E le stelle stanno a guardare

Ricadute della scoperta di un sistema planetario gemello

    di Maria Regina De Luca

La recente scoperta di un esopianeta a distanza ravvicinata dalla Terra arriva giusto in tempo per aprire nuove vie di fuga dalla madre-matrigna terrestre con la quale l’uomo va perdendo sempre più ogni consonanza. Risparmiamoci emigrazioni interne ed esterne di cervelli o di corpi alla deriva e consentiamoci altre mete, via per il cielo, nel vento che si annuncia primaverile dai nuovi pianeti e dalla loro stella che non si chiama Diana, ma Trappist-1, acronimo studiato per onorare anche i frati trappisti belgi, dato che la scoperta e il telescopio che l’ha consentita sono belgi. Il team degli scopritori è coordinato da Michael Gibbon, la Nasa è la madrina del nuovo sistema solare, i sette pianeti sono gemelli della Terra, tre di essi in zona ‘abitabile’ ossia temperata dove l’acqua, se c’è, resta allo stato liquido e consente la vita. Sono evidenti i punti in comune col nostro sistema solare formato da otto pianeti che girano intorno alla loro stella, il Sole.

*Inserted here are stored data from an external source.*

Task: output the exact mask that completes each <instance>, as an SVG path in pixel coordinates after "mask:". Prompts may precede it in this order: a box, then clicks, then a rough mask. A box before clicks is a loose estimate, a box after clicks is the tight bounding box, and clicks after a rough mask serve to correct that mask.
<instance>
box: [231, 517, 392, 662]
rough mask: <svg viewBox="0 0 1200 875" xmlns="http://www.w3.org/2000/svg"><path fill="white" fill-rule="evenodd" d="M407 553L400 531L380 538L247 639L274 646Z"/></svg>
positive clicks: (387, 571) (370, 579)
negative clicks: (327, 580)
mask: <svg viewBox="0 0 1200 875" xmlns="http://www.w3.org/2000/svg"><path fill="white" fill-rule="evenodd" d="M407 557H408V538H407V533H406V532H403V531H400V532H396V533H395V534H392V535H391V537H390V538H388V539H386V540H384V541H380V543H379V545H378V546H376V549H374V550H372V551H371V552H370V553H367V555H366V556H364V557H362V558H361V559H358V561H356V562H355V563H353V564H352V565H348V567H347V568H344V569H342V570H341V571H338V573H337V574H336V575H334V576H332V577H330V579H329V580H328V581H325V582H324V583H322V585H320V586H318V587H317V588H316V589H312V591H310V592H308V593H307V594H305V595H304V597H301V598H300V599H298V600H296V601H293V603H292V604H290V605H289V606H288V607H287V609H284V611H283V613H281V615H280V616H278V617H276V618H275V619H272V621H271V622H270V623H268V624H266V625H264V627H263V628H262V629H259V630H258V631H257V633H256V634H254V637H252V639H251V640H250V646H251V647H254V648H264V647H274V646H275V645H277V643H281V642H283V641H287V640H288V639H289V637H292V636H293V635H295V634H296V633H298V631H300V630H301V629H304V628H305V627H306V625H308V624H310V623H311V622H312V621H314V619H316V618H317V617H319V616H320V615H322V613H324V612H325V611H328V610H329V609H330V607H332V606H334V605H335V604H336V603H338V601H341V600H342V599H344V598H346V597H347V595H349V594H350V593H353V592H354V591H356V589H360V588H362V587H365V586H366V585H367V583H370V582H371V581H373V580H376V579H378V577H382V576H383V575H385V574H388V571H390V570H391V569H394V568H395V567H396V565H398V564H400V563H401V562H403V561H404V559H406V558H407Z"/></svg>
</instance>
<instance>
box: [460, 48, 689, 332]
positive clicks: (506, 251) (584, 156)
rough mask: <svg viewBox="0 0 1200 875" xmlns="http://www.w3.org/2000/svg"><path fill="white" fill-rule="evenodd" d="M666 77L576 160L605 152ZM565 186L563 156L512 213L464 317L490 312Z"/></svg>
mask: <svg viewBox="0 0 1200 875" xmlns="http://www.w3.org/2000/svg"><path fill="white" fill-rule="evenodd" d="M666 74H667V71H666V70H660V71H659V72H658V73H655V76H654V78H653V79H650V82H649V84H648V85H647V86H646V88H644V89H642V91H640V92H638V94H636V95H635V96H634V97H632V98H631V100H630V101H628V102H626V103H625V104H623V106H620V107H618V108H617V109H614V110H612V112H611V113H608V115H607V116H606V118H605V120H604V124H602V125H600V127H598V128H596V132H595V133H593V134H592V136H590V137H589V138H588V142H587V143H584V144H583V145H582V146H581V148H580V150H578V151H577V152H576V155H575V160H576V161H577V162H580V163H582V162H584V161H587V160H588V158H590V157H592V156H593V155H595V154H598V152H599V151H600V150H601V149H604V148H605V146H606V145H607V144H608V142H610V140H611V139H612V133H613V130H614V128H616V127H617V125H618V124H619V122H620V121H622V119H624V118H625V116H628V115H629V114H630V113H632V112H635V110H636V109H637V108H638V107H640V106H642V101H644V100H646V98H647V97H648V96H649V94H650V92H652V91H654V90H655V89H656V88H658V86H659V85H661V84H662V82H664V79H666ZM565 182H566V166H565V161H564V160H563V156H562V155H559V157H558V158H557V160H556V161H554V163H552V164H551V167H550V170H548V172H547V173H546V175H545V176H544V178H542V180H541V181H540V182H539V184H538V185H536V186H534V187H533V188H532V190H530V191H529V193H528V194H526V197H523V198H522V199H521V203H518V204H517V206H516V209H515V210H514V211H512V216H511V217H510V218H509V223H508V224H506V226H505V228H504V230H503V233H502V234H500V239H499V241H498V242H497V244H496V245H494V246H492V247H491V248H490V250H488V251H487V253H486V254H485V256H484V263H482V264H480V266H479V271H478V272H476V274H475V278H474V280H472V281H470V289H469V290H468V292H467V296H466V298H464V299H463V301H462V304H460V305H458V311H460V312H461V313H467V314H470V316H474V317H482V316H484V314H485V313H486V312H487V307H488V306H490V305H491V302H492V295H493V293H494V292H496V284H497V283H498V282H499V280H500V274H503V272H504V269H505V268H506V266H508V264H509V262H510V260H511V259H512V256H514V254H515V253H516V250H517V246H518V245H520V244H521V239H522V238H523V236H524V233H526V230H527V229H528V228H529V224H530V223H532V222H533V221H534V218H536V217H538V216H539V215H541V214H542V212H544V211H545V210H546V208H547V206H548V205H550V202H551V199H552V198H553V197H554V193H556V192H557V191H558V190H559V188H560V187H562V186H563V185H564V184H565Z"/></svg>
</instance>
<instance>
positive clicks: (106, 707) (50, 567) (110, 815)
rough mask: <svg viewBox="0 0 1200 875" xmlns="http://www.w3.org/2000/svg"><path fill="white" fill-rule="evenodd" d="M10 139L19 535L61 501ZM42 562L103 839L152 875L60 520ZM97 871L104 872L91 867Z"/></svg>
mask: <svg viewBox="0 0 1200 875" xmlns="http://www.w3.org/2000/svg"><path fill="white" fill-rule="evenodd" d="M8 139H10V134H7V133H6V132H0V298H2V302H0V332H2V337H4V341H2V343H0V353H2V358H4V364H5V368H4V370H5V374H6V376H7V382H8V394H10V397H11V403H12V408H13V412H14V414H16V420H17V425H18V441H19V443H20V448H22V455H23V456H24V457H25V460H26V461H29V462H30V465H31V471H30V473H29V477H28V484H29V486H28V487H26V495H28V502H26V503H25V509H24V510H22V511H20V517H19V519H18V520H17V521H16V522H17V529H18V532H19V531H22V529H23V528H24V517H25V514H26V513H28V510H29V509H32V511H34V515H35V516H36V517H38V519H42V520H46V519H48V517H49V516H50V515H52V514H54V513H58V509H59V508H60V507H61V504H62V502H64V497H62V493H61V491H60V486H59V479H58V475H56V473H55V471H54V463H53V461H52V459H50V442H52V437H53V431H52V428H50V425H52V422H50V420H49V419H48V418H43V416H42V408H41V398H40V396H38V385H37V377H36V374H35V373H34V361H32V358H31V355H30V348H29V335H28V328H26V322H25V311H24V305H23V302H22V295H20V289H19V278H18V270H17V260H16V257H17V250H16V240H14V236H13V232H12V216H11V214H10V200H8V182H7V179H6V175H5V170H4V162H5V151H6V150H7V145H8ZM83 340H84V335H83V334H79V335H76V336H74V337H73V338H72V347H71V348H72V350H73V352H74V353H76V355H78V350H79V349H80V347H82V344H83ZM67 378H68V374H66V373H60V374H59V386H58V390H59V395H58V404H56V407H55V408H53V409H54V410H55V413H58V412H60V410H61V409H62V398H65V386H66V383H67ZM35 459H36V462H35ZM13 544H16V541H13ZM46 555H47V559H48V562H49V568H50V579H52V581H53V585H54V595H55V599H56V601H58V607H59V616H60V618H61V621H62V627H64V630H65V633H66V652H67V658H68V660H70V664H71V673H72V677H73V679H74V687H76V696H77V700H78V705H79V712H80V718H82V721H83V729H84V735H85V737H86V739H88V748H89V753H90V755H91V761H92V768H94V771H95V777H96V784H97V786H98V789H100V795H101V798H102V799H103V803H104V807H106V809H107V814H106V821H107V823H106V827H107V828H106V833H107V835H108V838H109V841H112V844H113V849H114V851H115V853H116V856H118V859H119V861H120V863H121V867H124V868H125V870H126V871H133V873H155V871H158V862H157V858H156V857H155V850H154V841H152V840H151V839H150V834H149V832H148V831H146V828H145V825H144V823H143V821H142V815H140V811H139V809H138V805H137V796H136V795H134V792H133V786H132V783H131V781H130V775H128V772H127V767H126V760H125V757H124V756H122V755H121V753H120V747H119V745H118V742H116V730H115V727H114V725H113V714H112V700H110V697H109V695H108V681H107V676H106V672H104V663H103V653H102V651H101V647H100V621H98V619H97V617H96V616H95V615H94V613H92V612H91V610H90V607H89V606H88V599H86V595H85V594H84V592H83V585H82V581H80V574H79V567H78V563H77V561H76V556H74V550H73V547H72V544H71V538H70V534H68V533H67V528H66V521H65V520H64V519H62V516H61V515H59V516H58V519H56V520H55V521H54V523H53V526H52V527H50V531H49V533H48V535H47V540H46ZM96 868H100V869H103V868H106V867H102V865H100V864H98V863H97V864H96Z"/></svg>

La stella Trappist viene descritta ‘nana e ultrafredda’, ma il linguaggio astronomico non è come quello comune. Sarà un po’ difficile dedicare alla piccola Trappist una canzone come ‘O sole mio’ per ragioni di fonetica linguistica ma forse, in certe controre d’agosto, i suoi raggi pallidi sarebbero preferibili a quelli infuocati del Sole. Le ‘ricadute’ della scoperta sono considerate una vera manna dal cielo non solo per la scienza, ma per noi terreni, terroni e affini ai quali è sempre più alieno uno status che, indipendentemente dalla zona temperata nel quale ha messo radici,  si rivela ogni giorno sempre meno compatibile con qualsiasi forma di vita, specialmente se ‘intelligente’. Sui nuovi pianeti la ‘vita intelligente’ non c’è ancora, ma si spera in forme elementari di vita, ricche delle affascinanti prospettive di Ray Bradbury che trasformerebbero gli emigranti di oggi in pionieri di una vita nuova, priva della malerba della invivibilità che la vita un tempo ‘intelligente’ ora solo ‘furba’ della Terra ha lasciato attecchire e prosperare.

E poi questo dono che ci viene dal cielo ha un numero portafortuna, il Sette: Sette come le Stelle dell’Orsa, le Pleiadi e i Colli di Roma, come i Peccati capitali e le Virtù, le Arti liberali e i Samurai, i Nani e il Settebello delle carte napoletane, i Sigilli dell’Apocalisse e le Sette spose per Sette fratelli, come le Vite dei gatti e i Giorni della Settimana, le Meraviglie del mondo e i Re di Roma, le Vacche grasse e magre del Faraone, i Sette contro Tebe e le piaghe d’Egitto, le Eolie e le Canarie, i Sacramenti e gli Angeli del giorno del giudizio, come le note di un notturno e di una serenata, i Sette mari greci e i cieli della cosmologia medioevale dei quali il Settimo è sinonimo della massima felicità. Quanto ai tre pianeti più vicini e temperati, che verranno indagati, sondati, scandagliati per primi, offriranno certo il passepartout per un approccio più rapido agli altri. Sono tre, vicino a noi, vaganti nei loro cieli e ignari, come noi fino a poco fa, di averci per vicini. Sulla loro superficie screpolata o umida, forse timidamente erbosa, è scritta la storia di buona parte dell’universo. Anche il loro numero gioca a favore delle coincidenze perché su una pietra, incisa  millenni fa e ritrovata nel 1799 nella campagna d’Egitto di Napoleone, il decreto di un giovanissimo re, Tolomeo V, venne scritto in Tre lingue. Dalla versione greca si sono potute interpretare le altre due, scritte in egiziano geroglifico, lingua degli Dei e in quello demotico, lingua comune. E così, attraverso tre lingue a confronto, furono rivelati al mondo l’arte, la scienza, la storia, la letteratura e tutto l’immenso patrimonio del sapere egiziano. I tre pianeti possono essere la nuova pietra di paragone, le tre lingue della Stele di Rosetta che ci ha aiutato a scoprire, a conoscere e ad amare una delle più affascinanti parti della storia e del mondo.